Chronic renal failure is accompanied by endothelial activation and a large increase in microparticle numbers with reduced procoagulant capacity

Background. In patients with chronic renal failure (CRF), cardiovascular disease is the leading cause of increased morbidity and mortality. We hypothesized a role for endothelial activation and microparticle (MP) numbers and procoagulant activity in the pre-thrombotic state of these patients. Methods. We analysed blood samples of 27 patients with CRF [8 chronic kidney disease Stage 4 (CKD4), 9 peritoneal dialysis (PD) and 10 haemodialysis (HD), samples taken before and after HD] and 10 controls. Degree and nature of endothelial activation were assessed by measuring mature von Willebrand factor (vWF) and vWF propeptide levels. Cellular MPs were characterized by flow cytometry and MP-specific thrombin generation (TG) measurements. Results. CRF was accompanied by chronic (CKD4 and PD) or acute (HD) endothelial activation. Patients with CRF had substantially higher MP numbers than controls (median 9400 versus 4350 3 10(6)/L, P = 0.001), without significant differences between the treatment subgroups or between pre- and post-HD. The vast majority of MPs were platelet derived.

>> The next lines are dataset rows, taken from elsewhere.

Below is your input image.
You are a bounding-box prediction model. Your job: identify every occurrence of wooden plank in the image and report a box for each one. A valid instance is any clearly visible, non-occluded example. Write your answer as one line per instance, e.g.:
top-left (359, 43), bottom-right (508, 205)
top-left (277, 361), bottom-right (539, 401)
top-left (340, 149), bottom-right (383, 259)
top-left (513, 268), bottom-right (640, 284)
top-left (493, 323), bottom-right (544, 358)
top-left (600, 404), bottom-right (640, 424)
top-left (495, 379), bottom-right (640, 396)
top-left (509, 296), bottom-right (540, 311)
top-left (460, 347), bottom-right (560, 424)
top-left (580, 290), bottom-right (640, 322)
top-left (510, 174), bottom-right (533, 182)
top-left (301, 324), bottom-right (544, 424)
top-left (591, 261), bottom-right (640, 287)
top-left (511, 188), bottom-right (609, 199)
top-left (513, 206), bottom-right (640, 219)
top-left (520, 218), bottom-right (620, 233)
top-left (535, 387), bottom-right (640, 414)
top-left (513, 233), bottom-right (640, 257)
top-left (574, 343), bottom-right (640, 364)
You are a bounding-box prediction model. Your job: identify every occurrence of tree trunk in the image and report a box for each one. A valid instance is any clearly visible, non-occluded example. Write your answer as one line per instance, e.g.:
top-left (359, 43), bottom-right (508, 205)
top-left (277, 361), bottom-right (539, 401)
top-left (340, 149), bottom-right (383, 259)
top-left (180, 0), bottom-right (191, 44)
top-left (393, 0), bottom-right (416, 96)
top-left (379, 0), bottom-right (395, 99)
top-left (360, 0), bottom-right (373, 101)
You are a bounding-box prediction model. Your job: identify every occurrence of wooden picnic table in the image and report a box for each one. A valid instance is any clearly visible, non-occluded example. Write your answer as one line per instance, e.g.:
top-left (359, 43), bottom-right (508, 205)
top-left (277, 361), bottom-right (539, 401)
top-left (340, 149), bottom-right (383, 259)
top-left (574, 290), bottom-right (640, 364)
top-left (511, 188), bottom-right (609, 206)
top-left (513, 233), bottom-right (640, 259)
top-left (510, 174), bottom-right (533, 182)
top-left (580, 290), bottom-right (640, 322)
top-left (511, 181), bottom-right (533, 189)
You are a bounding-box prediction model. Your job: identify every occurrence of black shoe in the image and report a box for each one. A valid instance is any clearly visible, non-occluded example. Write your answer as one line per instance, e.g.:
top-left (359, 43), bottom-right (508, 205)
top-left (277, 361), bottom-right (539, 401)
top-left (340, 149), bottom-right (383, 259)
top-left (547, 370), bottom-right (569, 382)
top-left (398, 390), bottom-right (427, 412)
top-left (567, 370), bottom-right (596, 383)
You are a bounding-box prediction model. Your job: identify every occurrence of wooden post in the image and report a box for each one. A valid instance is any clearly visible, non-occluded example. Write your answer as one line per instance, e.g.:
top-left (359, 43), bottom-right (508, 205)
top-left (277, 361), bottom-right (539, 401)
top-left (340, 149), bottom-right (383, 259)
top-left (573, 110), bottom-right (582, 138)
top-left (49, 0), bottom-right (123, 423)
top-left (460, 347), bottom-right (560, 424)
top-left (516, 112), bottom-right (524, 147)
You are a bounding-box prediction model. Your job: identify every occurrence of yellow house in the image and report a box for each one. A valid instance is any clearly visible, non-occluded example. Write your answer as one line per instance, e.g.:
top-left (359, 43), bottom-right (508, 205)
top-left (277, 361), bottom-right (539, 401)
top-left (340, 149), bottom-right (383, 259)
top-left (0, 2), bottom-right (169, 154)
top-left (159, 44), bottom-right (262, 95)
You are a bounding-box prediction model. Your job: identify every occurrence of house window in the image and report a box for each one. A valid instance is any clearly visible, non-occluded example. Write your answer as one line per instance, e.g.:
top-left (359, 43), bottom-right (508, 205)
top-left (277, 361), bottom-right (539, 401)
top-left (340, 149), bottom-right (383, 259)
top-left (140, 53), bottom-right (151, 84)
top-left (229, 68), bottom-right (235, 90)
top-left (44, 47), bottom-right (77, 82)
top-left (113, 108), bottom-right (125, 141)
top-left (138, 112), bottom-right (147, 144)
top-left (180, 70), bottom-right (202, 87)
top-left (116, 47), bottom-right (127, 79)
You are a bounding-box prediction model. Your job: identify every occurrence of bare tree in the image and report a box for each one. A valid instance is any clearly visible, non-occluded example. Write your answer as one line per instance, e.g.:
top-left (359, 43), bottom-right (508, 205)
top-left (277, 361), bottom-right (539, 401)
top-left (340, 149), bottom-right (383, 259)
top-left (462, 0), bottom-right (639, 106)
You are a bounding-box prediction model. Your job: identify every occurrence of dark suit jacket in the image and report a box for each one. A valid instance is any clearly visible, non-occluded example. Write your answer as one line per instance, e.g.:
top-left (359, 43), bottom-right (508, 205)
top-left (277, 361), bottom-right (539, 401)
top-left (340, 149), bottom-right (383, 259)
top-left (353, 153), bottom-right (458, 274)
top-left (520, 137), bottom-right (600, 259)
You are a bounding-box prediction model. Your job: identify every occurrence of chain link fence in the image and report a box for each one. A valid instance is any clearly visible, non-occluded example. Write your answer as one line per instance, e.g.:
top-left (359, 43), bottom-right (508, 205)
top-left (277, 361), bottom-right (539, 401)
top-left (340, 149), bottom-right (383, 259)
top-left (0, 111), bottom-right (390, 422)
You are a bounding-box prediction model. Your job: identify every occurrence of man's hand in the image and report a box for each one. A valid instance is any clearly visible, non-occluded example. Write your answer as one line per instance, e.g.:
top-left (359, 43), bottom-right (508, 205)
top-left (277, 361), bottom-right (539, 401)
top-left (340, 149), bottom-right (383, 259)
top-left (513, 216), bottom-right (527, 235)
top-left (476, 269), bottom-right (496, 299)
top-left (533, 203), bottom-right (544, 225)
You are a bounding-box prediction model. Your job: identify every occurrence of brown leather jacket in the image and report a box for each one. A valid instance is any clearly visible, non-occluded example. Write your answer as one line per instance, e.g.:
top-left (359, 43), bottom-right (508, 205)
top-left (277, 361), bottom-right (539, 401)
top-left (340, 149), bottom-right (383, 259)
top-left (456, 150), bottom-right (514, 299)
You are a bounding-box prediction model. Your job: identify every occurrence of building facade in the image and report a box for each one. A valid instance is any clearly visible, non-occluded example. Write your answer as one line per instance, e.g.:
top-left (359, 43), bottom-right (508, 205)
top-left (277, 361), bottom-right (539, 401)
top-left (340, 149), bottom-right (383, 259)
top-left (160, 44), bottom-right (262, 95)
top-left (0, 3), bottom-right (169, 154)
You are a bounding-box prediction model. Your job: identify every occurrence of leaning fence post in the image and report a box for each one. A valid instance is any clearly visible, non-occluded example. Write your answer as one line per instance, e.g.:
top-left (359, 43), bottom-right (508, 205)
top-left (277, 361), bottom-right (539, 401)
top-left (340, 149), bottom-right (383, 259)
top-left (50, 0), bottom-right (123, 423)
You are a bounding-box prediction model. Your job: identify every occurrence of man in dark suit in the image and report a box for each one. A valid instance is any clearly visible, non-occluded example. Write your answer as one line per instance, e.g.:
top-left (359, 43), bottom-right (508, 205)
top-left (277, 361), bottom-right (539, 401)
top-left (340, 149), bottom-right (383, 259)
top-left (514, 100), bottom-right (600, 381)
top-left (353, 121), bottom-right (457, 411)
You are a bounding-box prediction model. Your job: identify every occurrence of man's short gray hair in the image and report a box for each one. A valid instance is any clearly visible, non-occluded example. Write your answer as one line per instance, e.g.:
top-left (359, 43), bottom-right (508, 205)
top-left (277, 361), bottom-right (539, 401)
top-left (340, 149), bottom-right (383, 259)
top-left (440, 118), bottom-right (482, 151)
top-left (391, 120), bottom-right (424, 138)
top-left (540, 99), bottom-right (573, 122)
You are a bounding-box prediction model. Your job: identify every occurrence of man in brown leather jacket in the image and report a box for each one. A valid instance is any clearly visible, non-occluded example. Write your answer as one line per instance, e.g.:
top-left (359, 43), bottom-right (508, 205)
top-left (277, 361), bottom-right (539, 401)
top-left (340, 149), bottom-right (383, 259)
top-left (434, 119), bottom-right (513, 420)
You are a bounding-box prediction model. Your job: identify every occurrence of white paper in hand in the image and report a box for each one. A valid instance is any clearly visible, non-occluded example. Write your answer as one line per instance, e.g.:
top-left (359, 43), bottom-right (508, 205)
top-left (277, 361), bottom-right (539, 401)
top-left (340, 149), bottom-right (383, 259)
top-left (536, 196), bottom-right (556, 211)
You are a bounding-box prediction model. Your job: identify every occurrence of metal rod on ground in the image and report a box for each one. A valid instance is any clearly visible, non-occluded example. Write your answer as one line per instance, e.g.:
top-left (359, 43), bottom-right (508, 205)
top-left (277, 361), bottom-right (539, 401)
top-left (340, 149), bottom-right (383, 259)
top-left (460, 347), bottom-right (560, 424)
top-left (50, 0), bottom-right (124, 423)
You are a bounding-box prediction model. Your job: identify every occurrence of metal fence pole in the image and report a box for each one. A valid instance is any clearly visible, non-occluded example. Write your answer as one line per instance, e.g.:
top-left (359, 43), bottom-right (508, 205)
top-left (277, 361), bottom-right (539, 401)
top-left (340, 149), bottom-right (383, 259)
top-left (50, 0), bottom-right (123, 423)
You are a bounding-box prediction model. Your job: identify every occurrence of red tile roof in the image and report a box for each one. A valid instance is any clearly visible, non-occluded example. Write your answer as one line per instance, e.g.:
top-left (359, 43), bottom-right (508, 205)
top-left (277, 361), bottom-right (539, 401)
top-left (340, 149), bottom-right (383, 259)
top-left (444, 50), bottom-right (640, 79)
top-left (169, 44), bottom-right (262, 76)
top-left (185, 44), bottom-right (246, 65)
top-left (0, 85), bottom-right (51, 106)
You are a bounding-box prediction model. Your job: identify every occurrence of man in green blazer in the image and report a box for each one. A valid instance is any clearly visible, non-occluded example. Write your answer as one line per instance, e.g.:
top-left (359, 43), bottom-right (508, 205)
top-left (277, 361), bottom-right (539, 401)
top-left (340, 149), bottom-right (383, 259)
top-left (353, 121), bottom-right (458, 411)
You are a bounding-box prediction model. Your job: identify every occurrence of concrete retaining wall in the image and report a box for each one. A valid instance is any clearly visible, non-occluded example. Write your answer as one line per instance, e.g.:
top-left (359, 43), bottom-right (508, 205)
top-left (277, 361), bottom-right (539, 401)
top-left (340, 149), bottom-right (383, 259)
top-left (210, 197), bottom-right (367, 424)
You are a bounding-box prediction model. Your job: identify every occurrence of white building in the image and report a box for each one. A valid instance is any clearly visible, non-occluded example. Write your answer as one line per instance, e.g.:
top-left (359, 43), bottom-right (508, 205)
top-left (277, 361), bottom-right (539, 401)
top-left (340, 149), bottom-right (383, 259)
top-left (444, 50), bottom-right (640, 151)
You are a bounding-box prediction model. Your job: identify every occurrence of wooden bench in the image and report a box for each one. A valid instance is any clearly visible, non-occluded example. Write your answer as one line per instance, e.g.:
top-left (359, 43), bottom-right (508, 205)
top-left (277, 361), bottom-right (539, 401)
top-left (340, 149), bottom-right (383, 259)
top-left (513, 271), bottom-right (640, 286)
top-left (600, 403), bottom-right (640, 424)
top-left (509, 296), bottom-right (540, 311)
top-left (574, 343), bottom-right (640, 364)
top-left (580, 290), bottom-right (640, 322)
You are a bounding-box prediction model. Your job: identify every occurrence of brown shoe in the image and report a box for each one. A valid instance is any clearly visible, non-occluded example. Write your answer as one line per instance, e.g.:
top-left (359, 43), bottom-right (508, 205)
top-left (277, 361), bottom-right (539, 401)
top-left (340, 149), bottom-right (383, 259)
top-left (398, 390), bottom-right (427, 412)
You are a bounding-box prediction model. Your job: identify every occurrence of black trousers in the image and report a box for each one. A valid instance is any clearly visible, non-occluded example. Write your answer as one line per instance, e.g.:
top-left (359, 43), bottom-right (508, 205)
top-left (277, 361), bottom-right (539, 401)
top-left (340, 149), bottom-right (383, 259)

Of the minor populations, endothelial MPs and tissue factor-bearing MPs were more abundant in CRF. MPs were procoagulant, but the increase in numbers was not reflected in a proportional increase in MP-specific TG. Conclusion. Renal failure is accompanied by endothelial activation of a different nature in CKD4 and PD patients compared to HD patients, and results in all subgroups in an increase of mainly platelet-derived MPs that appear to be less procoagulant than in other disease states, possibly because of the uraemic functional defect of their cellular source.